To the latter questions: yes (or roll for an adventuring NPC if there's one in the party); and maybe yes if it's certain my character will be dead or otherwise out of action for some time and there's no way to get a replacement in.
For something like that long Abyss adventure used as the example just upthread, were I the DM I'd drop some loud hints that they might want to bring two characters each on this trip because in-the-field replacement won't be possible should anyone die or otherwise become unplayable. I'd also try to ensure there's at least one adventuring NPC in the group as a second fallback.
It wasn't a long adventure. Or, well, there wasn't much left. It was just that I got hit immediately after we got to the important part of The Abyss at the start of the session, which was actually supposed to be close to the very end of the adventure. We had already killed just about everything. And we couldn't heal it because the cleric player was absent for a few weeks. Ostensibly, that was okay; we had a magic item that someone else could use... a staff of life that anybody good aligned could use. Which by this point meant... the cleric or myself the paladin. Unfortunately, the staff was command word activated. You start to see the problem. I also had a holy mace of my deity that let me cast greater restoration once a week (among other things). But, again, it was command word activated. Oh, sweet ironies.

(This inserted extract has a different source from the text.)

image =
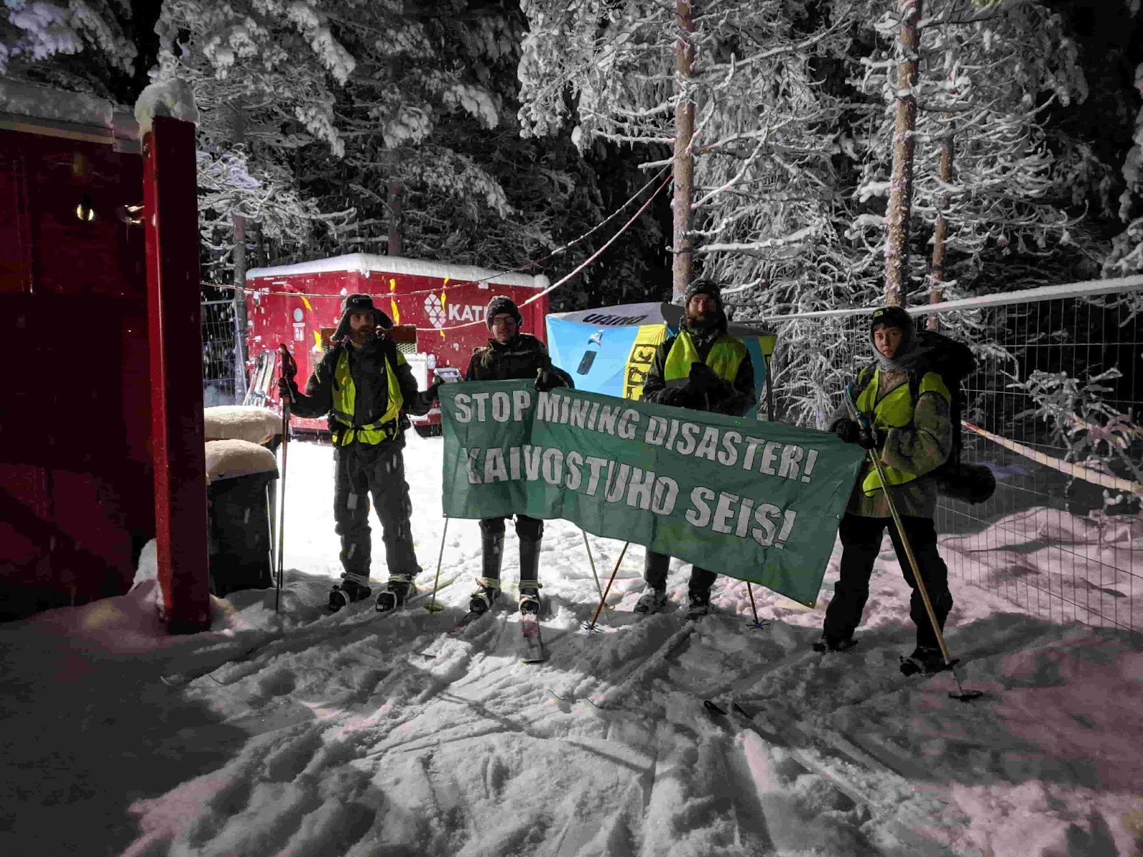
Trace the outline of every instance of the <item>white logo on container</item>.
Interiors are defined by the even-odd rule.
[[[445,327],[445,307],[440,304],[440,297],[430,295],[425,298],[425,315],[429,317],[429,323],[433,327]]]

The other part of the issue was that... I think it started to just frustrate the DM. He made the whole dungeon after killing the boss a puzzle, and I was the only one that figured it out. We spent two sessions wandering around the demon web pits finding clue after clue, and random encounter after random encounter, and none of the other four players that were there figured out what was going on. I passed a note to the DM (I mean I was bored) that indicated I knew exactly what the issue was, exactly what we needed to do, and exactly which room we needed to do it in. But the other players decided they needed to withdraw and rest or try to find a way out, which they couldn't. I think the thing we needed to destroy was also dimensionally locking the whole complex. That's why we needed a MacGuffin to get there. So it was just going to get progressively more frustrating and TPK the party. Nobody was having fun anymore.
At the end of the second session, the DM said, "OK, while you guys are hiding out trying to rest, and the paladin's holy artifact mace breaks his Feeblemind," basically. He dressed it up, but that's what happened. We beat the adventure the next session.
Honestly, the DM just expected me not to fail the save, and maybe forgot that those things were command word activated. I still have that character saved on my Google Drive because it was such a good campaign. At 15th level as a single class human paladin I had a +15 Will save before any buffs, and Feeblemind was a 5th level spell then so from the trap that I triggered it was only DC 17. I literally had to roll a 1 to fail. My character had famously survived Disintegrate traps perhaps... two dozen times? Every time there was a trap that we missed, somehow I always managed to trigger it. It became a running joke that it was always Disintegrate magic. Part of the reason I was so good looking was because I exfoliated regularly!
If I had it to do again, I would just tell the other players what was going on. The fact that my character was out of commission shouldn't remove me as a player from collaborative play. Several other characters in the party had high Int. They should be able to figure it out even if me as a player with no character is the one doing it. But few D&D players think the game plays like that, and even fewer thought like that ~20 years ago. Still, I have no doubt that most people that only play D&D even today would not like that.
That turned into a sort of bittersweet ending for a very, very long campaign. About 5 years spanning AD&D and the migration to 3e. Shortly after, I ended up taking a job and moved across the country for a few years like a month later. I've since moved back and play with mostly the same group, though. So definitely a happy ending really.